Once the historic epicenter of the city’s BbBlack population, the Southside produced Lil Boosie and Baton Rouge’s first national rap star, the Master P-affiliated Young Bleed. But as generations of sprawl and segregation left their mark, the indigent Northside has altered the balance of power. The North is where Webbie came up a few years after Boosie. Most emergent young rappers hail from the area, including YoungBoy, who grew up on Chippewa and 38th Street, one of the section’s central arteries. The middle child of three, YoungBoy briefly attended Tara High, an almost entirely Black institution named after the plantation in Gone With the Wind. Less than half its students graduate. For all intents and purposes, he stopped going to school in the eighth grade.

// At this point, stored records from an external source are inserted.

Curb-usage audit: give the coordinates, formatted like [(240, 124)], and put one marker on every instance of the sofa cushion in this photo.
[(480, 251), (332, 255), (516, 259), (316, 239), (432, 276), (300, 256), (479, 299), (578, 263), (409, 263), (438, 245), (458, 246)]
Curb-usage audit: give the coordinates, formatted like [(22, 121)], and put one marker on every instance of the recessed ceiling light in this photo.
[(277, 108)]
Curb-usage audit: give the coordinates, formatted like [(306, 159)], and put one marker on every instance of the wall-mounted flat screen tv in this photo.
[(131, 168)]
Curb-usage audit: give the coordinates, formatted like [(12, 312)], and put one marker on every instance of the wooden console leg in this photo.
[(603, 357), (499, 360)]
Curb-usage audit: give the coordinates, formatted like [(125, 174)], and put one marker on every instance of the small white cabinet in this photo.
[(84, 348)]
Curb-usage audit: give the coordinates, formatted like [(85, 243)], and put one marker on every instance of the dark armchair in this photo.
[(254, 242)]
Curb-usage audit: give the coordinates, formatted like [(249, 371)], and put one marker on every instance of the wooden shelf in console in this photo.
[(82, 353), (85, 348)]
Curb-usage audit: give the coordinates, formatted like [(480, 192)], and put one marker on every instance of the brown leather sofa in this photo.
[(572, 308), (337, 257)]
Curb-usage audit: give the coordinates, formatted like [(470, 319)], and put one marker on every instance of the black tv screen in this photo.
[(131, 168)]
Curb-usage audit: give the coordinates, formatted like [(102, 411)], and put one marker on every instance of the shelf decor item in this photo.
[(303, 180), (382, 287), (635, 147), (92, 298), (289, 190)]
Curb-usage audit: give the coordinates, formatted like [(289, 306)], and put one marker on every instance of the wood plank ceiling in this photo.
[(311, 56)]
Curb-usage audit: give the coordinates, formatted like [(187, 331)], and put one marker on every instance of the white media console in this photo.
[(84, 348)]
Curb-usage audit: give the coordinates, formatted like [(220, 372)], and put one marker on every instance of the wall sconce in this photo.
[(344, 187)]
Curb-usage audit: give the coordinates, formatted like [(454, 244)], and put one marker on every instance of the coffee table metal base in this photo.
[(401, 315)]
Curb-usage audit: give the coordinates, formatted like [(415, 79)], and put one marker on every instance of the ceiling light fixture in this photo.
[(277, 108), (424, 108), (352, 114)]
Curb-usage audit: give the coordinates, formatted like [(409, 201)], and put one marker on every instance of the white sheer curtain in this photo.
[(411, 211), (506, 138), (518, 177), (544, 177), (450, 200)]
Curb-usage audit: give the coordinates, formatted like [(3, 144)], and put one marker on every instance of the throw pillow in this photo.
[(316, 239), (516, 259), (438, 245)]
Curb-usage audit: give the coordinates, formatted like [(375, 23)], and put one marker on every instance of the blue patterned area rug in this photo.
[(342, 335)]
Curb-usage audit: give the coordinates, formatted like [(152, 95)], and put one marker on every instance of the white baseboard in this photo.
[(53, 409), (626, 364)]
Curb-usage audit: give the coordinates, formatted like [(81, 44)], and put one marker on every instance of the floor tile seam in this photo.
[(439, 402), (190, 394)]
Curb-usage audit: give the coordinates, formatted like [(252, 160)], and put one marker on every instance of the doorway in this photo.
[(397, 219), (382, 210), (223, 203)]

In an attempt to steer him toward the right path, his mom sent him to Ogden, Utah to live with his godparents, but they got divorced shortly after he arrived. The arrangement didn’t exactly take anyway. At 14, a robbery arrest sent him to juvenile hall and then a group home (“It was like boot camp on some bullshit, it only makes kids worse”). Deprived of his freedom for the first time, he wrote 25 songs without beats. Upon his return, Monique paid for the studio time that yielded his debut mixtape, Life Before Fame. Within 24 months, at an age when most kids were getting their driver’s license, he already had a $2 million dollar, five-album deal, and too many jealous rivals to name – most of whom would never be known west of Beaumont, Texas.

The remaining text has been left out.